Thanksgiving is deeply rooted in tradition. Families gather to share a meal, fellowship and to give thanks to God for their blessings.

On the holiday, we reflect on the moments in which Jesus has been present to us in the past year. And more importantly, how do we share those moments of faith with others?

We shouldn’t pass up the opportunity to talk to our family and friends about what our faith means to us. This issue of the St. Louis Review includes advice from Archbishop Robert J. Carlson and others on how to talk with family and friends about our faith at the holiday table. Prayer was a key component in suggestions they shared.

When we pray, we deepen our relationship with Christ, and help others to more fully understand His love for us. Prayers of thanksgiving also help to reveal the fullness of the Church. The Catechism of the Catholic Church says this about the importance of giving thanks through prayer:

“As in the prayer of petition, every event and need can become an offering of thanksgiving. The letters of St. Paul often begin and end with thanksgiving, and the Lord Jesus is always present in it: ‘Give thanks in all circumstances; for this is the will of God in Christ Jesus for you’; ‘Continue steadfastly in prayer, being watchful in it with thanksgiving’” (Catechism of the Catholic Church, #2638).

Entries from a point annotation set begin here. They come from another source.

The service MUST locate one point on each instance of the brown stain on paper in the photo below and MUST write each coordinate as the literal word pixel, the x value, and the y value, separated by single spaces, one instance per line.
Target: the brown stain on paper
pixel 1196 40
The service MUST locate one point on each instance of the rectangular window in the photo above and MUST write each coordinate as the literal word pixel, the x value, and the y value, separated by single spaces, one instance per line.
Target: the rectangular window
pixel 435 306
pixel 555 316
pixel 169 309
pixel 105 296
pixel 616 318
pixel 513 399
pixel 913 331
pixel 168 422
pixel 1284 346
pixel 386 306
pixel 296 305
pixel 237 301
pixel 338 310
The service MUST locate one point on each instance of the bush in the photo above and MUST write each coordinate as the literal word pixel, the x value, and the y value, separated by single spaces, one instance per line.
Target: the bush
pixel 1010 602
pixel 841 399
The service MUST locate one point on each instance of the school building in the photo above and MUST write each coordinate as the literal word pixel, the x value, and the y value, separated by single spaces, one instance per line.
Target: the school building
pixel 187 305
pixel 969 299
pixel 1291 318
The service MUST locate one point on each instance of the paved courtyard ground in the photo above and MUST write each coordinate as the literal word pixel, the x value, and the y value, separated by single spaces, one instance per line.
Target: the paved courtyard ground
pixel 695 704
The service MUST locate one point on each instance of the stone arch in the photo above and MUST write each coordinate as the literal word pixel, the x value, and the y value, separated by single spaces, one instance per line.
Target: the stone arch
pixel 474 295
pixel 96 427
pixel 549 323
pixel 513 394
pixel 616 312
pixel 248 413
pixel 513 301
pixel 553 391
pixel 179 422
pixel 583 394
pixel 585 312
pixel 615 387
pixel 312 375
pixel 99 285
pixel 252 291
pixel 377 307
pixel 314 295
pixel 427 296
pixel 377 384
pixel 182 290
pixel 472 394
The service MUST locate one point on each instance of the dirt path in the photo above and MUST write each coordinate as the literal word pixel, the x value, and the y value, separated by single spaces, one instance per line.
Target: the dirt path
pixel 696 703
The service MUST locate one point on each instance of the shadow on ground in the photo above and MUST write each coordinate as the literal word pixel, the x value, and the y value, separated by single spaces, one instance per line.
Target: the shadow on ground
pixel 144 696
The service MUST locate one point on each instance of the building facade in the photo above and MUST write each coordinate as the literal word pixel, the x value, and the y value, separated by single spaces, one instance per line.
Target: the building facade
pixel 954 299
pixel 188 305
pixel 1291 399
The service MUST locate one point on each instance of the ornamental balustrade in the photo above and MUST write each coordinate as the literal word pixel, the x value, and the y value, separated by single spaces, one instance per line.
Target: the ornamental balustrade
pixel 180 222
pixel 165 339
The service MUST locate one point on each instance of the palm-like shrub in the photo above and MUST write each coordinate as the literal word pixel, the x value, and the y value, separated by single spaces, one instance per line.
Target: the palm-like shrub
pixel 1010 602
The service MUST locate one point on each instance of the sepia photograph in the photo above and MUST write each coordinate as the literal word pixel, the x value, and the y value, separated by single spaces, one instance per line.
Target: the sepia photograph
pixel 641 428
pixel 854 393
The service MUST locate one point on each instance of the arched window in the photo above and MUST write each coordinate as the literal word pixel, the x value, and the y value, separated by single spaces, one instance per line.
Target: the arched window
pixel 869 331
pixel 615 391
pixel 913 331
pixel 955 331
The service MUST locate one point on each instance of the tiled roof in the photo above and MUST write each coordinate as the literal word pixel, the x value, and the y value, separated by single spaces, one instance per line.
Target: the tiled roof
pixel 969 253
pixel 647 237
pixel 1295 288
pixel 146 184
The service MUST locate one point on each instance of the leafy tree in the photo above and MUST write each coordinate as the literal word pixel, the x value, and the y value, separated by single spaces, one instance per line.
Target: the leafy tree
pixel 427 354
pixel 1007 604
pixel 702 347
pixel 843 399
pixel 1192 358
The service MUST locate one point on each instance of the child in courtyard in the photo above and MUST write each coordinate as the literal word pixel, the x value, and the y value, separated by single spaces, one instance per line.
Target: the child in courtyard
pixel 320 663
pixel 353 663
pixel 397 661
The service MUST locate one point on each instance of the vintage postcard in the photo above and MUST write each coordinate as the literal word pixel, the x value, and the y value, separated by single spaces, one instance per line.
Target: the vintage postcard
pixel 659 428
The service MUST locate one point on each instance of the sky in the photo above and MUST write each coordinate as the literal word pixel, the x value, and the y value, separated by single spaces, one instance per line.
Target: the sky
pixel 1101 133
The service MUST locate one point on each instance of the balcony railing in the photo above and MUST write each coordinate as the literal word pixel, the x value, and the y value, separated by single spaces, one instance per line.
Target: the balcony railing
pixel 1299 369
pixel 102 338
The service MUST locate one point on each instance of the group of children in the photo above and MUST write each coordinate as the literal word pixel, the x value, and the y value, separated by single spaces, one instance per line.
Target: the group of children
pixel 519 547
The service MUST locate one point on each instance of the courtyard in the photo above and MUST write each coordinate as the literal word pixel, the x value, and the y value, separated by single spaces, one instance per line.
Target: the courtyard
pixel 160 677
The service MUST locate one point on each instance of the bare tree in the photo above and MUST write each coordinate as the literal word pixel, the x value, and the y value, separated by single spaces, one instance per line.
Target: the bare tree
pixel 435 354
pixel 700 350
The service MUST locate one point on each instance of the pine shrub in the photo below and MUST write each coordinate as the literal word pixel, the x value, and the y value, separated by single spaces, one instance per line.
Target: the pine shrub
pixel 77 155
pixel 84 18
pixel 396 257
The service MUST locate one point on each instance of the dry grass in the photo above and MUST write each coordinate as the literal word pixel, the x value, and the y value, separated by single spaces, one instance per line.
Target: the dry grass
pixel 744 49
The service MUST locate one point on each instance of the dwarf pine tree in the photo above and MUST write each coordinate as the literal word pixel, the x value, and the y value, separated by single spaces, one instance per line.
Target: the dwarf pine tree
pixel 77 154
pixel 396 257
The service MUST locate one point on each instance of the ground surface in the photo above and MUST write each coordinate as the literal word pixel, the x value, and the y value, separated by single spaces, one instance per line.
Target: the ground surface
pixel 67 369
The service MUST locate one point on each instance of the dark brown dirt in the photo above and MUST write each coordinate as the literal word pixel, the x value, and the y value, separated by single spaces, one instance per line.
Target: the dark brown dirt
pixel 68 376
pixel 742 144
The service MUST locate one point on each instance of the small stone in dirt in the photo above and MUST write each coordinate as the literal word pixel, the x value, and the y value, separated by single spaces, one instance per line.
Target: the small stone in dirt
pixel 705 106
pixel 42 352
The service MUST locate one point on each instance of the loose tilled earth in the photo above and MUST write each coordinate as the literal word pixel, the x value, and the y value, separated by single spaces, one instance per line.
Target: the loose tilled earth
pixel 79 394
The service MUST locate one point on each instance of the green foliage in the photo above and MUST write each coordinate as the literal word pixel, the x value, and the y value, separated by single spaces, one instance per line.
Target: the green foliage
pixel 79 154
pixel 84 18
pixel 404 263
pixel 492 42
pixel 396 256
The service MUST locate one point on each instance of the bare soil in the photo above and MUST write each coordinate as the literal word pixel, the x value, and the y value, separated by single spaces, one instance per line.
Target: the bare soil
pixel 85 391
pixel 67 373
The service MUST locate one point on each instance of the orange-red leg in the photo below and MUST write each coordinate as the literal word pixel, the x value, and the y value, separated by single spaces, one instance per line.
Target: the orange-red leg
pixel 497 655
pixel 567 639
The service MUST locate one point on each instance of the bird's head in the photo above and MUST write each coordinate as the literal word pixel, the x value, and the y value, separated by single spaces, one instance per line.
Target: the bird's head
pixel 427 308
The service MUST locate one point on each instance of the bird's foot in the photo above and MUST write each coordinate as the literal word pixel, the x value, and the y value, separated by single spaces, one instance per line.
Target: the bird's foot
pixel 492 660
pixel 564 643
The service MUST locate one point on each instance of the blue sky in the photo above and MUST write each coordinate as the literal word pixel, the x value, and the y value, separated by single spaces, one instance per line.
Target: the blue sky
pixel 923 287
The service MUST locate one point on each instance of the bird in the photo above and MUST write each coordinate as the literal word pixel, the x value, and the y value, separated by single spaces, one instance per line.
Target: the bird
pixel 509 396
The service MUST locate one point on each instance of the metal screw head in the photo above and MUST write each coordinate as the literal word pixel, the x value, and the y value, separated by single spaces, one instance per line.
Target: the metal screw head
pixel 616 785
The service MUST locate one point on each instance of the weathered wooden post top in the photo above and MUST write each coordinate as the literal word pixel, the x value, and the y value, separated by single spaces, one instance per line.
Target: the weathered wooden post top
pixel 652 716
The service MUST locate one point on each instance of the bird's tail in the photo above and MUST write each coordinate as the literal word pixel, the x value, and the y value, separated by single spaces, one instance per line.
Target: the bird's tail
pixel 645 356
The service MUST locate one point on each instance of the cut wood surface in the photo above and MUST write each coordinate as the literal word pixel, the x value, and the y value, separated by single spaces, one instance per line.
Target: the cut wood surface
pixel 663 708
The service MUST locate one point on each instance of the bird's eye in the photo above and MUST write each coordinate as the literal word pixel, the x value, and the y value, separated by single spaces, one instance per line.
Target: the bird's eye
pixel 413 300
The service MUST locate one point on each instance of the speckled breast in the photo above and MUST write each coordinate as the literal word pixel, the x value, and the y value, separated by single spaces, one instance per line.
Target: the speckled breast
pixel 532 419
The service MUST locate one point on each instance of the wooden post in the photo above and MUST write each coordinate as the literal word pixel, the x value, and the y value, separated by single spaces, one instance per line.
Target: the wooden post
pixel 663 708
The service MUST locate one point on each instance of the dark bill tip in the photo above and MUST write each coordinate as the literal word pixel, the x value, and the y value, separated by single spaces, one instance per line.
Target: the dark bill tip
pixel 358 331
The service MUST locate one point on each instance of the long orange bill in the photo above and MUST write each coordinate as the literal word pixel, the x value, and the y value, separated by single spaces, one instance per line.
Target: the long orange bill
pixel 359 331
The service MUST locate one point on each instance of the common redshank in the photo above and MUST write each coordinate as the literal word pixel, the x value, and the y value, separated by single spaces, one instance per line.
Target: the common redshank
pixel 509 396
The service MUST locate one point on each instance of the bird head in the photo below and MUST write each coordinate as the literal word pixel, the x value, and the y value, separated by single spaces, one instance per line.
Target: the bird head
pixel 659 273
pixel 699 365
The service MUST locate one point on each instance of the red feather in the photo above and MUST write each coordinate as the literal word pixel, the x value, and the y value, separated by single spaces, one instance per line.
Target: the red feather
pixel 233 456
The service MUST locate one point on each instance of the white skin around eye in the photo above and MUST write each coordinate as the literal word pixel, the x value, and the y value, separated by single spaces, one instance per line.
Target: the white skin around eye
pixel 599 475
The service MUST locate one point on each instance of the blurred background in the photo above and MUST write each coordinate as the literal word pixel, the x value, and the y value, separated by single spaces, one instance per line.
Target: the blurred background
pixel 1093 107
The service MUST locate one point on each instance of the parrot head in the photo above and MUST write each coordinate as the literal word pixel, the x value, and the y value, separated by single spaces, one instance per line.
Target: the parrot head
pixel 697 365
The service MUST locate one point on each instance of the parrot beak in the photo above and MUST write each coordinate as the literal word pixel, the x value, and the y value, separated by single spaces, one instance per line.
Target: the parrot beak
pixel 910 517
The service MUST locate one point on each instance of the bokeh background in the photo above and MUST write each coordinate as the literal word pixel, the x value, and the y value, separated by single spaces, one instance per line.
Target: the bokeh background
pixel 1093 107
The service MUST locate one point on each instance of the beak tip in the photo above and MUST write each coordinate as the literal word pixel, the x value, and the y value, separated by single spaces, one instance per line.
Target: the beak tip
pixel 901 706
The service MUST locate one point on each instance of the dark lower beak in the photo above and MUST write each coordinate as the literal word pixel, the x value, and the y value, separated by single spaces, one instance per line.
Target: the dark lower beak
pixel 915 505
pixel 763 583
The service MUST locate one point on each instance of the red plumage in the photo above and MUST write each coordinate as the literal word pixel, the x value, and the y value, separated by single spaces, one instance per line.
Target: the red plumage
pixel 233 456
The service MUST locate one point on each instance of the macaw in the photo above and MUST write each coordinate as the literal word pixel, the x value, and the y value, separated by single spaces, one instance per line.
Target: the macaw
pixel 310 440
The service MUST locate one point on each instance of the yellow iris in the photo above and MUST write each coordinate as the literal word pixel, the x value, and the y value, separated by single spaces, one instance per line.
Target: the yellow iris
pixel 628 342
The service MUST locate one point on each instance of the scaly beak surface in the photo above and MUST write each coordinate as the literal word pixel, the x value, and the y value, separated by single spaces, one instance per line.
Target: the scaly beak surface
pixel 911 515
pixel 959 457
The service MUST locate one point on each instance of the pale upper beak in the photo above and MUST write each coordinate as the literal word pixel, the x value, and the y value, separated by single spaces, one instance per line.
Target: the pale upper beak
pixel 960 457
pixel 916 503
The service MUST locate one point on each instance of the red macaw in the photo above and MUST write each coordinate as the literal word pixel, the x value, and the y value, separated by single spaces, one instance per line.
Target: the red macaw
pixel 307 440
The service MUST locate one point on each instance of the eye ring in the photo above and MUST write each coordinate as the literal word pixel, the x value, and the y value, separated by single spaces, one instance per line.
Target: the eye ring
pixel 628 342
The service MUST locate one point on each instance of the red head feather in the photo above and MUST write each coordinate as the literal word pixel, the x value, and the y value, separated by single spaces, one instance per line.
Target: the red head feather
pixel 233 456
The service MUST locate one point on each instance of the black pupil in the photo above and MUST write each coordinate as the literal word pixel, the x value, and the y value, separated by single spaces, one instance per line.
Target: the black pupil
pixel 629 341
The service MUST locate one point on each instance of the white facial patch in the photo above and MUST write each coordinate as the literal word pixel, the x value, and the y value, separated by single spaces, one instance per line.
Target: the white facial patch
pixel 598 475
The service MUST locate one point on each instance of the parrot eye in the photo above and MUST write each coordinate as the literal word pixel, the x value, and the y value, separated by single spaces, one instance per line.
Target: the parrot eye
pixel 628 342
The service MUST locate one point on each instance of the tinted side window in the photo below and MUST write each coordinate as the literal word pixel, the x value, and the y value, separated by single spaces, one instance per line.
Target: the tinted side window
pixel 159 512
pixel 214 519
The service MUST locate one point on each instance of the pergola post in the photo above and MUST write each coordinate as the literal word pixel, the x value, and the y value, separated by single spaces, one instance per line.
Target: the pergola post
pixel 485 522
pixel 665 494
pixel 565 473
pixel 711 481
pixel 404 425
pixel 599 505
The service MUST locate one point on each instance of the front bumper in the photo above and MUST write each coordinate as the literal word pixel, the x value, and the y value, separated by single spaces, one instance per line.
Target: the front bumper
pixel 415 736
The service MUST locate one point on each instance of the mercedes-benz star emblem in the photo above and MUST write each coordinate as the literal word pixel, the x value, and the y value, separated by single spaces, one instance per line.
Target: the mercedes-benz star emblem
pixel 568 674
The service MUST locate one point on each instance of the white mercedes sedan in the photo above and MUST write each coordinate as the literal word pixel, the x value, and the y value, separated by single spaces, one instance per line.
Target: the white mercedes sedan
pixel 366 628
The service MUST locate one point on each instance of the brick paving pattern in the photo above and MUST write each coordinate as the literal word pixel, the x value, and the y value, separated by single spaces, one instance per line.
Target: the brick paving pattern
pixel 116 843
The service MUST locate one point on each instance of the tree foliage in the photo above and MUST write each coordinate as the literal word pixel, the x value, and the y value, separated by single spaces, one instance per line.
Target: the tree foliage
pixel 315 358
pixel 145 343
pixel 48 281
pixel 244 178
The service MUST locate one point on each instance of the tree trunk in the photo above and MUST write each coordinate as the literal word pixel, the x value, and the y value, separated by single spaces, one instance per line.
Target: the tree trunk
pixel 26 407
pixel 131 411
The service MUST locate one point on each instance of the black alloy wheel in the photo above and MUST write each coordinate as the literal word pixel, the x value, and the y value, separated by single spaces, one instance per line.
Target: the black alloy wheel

The celebration of the Eucharist, too, is an act of thanksgiving. Archbishop Carlson recommended attending Mass the day before or on Thanksgiving as an act of gratitude. In fact, the Greek form of the word “Eucharist” is translated as “thanksgiving” in English. The Catechism notes that “the inexhaustible richness of this sacrament is expressed in the different names we give it. Each name evokes certain aspects of it. It is called: Eucharist, because it is an action of thanksgiving to God. The Greek words eucharistein and eulogein recall the Jewish blessings that proclaim — especially during a meal — God’s works: creation, redemption, and sanctification” (Catechism of the Catholic Church, #1328).

So when we meet to give thanks this holiday, let us not be afraid to share our faith with others. We have nothing to lose and everything to gain in leading others to a relationship with Jesus.